Vergi usul kanunun 359/b maddesinde düzenlenen sahte fatura kullanma suçunda kullanılan faturalar bakımından suçun faturayı beyannamede bildirmekle doğduğu kabul edildiğine göre; K.D.V beyannamelerinin her ay verildiği göz önüne alındığında , kullanılan fatura adedince mi suç oluşturacağı, yoksa faturaların kullanıldığı her beyanname döneminde ayrı bir suç oluşturarak her beyanname için bağımsız bir suç mu oluşturacağı ,yoksa kullanılan tüm faturaların zincirleme suç kapsamında tek bir suç mu oluşturacağı gerek Yargıtay uygulamaları ve kararlarında gerekse doktrinde tartışılmış olup Yargıtay bu konuda zaman içinde yerleşen net içtihatlar oluşturmuştur.

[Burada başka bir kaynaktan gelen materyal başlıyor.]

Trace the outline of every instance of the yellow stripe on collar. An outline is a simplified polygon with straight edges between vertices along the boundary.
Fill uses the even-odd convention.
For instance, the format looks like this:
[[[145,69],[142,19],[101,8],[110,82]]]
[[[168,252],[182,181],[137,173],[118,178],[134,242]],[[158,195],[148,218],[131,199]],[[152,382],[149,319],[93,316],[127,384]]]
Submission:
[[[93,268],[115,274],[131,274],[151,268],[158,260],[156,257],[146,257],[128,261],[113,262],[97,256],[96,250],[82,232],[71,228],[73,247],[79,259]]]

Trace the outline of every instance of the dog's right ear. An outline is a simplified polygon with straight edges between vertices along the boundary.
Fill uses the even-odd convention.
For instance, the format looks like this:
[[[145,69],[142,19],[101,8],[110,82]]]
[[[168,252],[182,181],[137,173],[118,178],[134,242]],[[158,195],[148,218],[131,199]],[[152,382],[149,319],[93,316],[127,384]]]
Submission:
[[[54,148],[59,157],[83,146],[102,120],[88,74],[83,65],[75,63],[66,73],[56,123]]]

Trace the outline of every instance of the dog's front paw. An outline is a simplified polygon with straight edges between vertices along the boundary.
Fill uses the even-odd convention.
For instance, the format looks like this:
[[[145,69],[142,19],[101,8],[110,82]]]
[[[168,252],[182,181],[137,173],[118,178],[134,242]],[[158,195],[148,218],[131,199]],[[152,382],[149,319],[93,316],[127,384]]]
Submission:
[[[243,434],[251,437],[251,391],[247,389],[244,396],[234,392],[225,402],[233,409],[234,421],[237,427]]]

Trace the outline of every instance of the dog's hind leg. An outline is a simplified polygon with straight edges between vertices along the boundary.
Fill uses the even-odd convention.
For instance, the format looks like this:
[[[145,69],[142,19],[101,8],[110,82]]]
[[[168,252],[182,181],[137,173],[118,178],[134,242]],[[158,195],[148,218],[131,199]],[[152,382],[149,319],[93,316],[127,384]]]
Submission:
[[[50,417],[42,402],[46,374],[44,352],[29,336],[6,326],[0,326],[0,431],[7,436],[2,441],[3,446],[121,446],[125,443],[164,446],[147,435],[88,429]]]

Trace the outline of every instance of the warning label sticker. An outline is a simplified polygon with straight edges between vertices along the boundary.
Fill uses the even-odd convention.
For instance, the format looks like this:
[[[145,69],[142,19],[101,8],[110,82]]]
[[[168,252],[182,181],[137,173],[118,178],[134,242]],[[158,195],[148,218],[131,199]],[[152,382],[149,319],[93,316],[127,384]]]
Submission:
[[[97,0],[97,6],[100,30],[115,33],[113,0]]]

Öncelikle Sahte Fatura kullanma ve Zincirleme suç kavramlarını açıklamak gerekmektedir.
Sahte Fatura Kullanma suçu V.U.K. 359/b maddesi ile düzenlenmiş olup:
‘b) Vergi kanunları uyarınca tutulan veya düzenlenen ve saklama ve ibraz mecburiyeti bulunan defter, kayıt ve belgeleri yok edenler veya defter sahifelerini yok ederek yerine başka yapraklar koyanlar veya hiç yaprak koymayanlar veya belgelerin asıl veya suretlerini tamamen veya kısmen sahte olarak düzenleyenler veya bu belgeleri kullananlar, üç yıldan beş yıla kadar hapis cezası ile cezalandırılır. Gerçek bir muamele veya durum olmadığı halde bunlar varmış gibi düzenlenen belge, sahte belgedir.’
Zincirleme suç ise T.C.K. Madde 43’te düzenlenmiş ve bu maddenin 1. Fıkrası
‘(1) Bir suç işleme kararının icrası kapsamında, değişik zamanlarda bir kişiye karşı aynı suçun birden fazla işlenmesi durumunda, bir cezaya hükmedilir. Ancak bu ceza, dörtte birinden dörtte üçüne kadar artırılır. Bir suçun temel şekli ile daha ağır veya daha az cezayı gerektiren nitelikli şekilleri, aynı suç sayılır. (Ek cümle: 29/6/2005 – 5377/6 md.) Mağduru belli bir kişi olmayan suçlarda da bu fıkra hükmü uygulanır.’ Hükmüne haizdir.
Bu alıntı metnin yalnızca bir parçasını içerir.